Dans les journaux et parmi les commentateurs marocains, personne n’a oublié le rôle joué en 2020 par Donald Trump dans le dossier du Sahara occidental, considéré par Rabat comme relevant de « l’intégrité territoriale » du Maroc. Le 10 décembre de cette année, quelques semaines avant la fin de son premier mandat, le locataire de la Maison Blanche avait annoncé sur Twitter (devenu X) avoir « signé une proclamation reconnaissant la souveraineté marocaine » sur ce territoire, qualifié de « non autonome » par les Nations unies.
Le même jour, au cours d’un appel téléphonique entre les deux chefs d’Etat, Mohammed VI avait remercié M. Trump, l’assurant de « sa profonde gratitude pour cette prise de position historique ». En retour, le Maroc avait acté la reprise de ses relations officielles avec Israël.
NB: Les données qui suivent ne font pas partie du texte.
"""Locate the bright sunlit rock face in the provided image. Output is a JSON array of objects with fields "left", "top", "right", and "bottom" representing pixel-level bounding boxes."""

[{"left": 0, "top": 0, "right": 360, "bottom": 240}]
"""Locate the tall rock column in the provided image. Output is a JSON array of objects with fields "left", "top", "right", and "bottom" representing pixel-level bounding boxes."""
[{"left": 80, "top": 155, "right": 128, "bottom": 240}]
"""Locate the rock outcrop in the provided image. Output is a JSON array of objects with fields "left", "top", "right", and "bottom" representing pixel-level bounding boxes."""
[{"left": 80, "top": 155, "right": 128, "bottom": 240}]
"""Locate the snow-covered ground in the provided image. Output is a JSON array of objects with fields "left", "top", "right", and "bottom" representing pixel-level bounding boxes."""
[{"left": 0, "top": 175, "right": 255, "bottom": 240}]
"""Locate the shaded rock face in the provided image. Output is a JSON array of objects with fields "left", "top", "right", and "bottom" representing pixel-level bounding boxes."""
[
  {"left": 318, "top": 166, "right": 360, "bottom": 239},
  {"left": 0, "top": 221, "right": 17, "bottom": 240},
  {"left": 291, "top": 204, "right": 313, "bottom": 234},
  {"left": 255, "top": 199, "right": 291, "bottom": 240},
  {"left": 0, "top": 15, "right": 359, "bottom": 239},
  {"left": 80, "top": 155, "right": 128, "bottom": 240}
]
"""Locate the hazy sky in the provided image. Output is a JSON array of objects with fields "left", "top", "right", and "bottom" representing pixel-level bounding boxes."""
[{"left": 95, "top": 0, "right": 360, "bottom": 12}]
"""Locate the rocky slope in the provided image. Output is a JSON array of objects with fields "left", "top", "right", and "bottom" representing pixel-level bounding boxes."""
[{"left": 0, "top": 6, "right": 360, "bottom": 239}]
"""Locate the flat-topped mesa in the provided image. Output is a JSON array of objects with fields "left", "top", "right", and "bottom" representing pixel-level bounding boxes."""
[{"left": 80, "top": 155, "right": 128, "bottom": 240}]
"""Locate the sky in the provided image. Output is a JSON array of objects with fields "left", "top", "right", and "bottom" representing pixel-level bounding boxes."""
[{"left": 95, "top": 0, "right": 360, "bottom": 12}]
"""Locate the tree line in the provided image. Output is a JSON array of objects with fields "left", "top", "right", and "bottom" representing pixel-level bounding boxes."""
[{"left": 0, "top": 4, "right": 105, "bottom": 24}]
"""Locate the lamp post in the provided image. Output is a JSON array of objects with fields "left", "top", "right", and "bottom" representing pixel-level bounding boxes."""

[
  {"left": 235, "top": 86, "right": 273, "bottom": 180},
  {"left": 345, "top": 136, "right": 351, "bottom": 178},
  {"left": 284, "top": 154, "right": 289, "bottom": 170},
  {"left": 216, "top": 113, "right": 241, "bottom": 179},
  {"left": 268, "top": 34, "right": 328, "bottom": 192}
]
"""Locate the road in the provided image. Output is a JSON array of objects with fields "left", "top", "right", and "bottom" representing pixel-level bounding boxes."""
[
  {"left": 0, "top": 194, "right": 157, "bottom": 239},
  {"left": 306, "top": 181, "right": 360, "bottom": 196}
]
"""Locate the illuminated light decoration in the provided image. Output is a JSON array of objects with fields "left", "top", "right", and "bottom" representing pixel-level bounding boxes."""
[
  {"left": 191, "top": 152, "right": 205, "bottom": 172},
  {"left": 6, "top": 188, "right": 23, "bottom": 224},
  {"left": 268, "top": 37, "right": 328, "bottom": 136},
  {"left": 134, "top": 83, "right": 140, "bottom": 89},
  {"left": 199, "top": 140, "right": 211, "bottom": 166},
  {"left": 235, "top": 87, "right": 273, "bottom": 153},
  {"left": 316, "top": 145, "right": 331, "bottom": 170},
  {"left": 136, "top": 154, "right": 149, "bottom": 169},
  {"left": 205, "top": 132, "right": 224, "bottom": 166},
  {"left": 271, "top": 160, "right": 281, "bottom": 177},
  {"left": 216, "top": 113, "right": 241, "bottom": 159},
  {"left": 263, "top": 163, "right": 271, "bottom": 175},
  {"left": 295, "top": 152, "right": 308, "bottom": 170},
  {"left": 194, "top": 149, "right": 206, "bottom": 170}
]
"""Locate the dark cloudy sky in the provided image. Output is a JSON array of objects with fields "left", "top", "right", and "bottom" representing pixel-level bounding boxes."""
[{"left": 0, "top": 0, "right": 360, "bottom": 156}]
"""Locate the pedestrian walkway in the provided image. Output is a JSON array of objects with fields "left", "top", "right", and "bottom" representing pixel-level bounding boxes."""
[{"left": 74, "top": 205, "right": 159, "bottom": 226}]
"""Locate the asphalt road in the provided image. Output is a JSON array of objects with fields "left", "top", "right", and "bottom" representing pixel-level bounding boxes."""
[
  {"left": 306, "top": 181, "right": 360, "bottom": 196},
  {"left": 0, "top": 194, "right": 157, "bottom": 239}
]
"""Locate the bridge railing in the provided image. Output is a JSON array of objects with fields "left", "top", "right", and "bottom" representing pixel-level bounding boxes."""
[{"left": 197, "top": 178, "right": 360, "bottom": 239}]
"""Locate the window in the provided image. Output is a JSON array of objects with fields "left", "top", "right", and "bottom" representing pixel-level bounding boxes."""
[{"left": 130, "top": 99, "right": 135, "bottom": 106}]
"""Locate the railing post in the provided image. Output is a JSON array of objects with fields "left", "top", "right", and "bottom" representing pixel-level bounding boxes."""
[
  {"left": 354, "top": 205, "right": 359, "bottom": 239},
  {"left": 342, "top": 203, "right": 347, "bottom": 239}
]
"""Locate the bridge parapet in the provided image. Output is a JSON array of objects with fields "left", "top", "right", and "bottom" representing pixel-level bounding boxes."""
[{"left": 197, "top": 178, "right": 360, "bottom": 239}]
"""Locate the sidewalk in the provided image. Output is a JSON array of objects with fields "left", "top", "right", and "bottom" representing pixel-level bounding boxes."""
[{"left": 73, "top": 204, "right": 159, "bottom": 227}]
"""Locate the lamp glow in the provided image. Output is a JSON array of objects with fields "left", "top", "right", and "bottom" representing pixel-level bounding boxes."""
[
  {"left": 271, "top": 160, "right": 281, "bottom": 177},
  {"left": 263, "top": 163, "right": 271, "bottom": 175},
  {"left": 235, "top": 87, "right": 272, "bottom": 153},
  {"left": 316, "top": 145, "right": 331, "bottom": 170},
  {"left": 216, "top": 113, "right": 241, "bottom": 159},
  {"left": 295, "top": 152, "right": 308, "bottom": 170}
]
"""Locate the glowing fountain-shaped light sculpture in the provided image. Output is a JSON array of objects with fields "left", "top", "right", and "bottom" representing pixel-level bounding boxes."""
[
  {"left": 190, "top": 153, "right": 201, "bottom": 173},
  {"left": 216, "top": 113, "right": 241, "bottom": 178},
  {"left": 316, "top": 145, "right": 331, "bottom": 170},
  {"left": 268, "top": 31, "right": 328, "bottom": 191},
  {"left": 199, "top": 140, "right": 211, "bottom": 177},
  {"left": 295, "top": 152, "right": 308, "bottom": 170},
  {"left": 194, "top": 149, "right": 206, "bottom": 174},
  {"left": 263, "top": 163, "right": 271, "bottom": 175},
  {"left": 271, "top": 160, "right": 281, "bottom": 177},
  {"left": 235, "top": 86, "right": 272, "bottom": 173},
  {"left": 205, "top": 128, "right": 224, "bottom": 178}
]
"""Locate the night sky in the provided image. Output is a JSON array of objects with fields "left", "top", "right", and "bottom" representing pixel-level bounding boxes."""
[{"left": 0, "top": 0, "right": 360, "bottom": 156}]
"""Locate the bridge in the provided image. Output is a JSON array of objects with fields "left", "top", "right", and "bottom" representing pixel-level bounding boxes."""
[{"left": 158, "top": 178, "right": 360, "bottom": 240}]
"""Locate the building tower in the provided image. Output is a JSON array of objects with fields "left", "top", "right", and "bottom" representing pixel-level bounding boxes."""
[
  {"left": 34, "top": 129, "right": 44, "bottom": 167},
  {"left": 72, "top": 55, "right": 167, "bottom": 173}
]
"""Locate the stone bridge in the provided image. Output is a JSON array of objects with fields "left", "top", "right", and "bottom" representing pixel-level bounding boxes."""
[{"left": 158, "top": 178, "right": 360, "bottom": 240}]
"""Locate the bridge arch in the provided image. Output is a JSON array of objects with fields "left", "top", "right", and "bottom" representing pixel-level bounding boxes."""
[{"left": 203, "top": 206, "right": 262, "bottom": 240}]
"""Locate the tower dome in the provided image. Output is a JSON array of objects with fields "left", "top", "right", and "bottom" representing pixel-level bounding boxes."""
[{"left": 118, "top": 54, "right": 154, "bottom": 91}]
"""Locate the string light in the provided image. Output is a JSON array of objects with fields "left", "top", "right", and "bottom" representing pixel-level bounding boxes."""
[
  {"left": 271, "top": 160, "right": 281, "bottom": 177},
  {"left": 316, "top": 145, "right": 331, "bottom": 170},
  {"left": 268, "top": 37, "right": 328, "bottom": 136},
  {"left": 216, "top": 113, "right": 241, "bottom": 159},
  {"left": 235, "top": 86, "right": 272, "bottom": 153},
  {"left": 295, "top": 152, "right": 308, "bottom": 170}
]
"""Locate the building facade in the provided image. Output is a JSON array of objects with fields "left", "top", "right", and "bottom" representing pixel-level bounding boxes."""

Un mois plus tard, l’ambassadeur des Etats-Unis à Rabat s’était rendu dans la ville de Dakhla, au Sahara occidental – une première pour un diplomate américain de ce rang –, pour y lancer « le processus officiel d’ouverture d’un consulat » en compagnie du ministre marocain des affaires étrangères. Mais l’arrivée de Joe Biden à la Maison Blanche, le 20 janvier 2021, a stoppé net le projet. Sans remettre en cause la proclamation de son prédécesseur, l’administration du président démocrate n’a jamais concrétisé l’installation d’une représentation diplomatique américaine au Sahara occidental. Contacté par Le Monde, le département d’Etat indiquait en décembre 2023 n’avoir « aucune annonce à faire » à ce sujet.
C’est dire combien la réélection de Donald Trump, dans un litige dont la résolution est l’objectif numéro un de la politique extérieure marocaine, était attendue dans le pays. « J’espère qu’il terminera ce qu’il avait commencé, à savoir ouvrir un consulat américain à Dakhla ou à Laâyoune », témoigne Hassan Alaoui, le directeur du journal Maroc diplomatique, qui se dit « soulagé » du résultat de l’élection américaine et convaincu que « les démocrates, contrairement aux républicains, n’ont jamais soutenu fermement le Maroc au Sahara [occidental] ».
Les conséquences du retour à la Maison Blanche de M. Trump, dont l’imprévisibilité fut un des traits dominants pendant son premier mandat, paraissent toutefois bien incertaines pour le royaume, même s’il est « probable que son aversion pour le multilatéralisme offre une fenêtre au Maroc pour parvenir à une solution au Sahara occidental allant dans le sens de Rabat », avance Intissar Fakir, directrice du programme Afrique du Nord et Sahel au centre de réflexion américain Middle East Institute.
Selon elle, il est possible que Donald Trump entreprenne une nouvelle fois des actions « non orthodoxes » et transactionnelles qui outrepasseront le cadre onusien, le président élu n’ayant jamais cessé de critiquer l’inefficacité de l’organisation internationale.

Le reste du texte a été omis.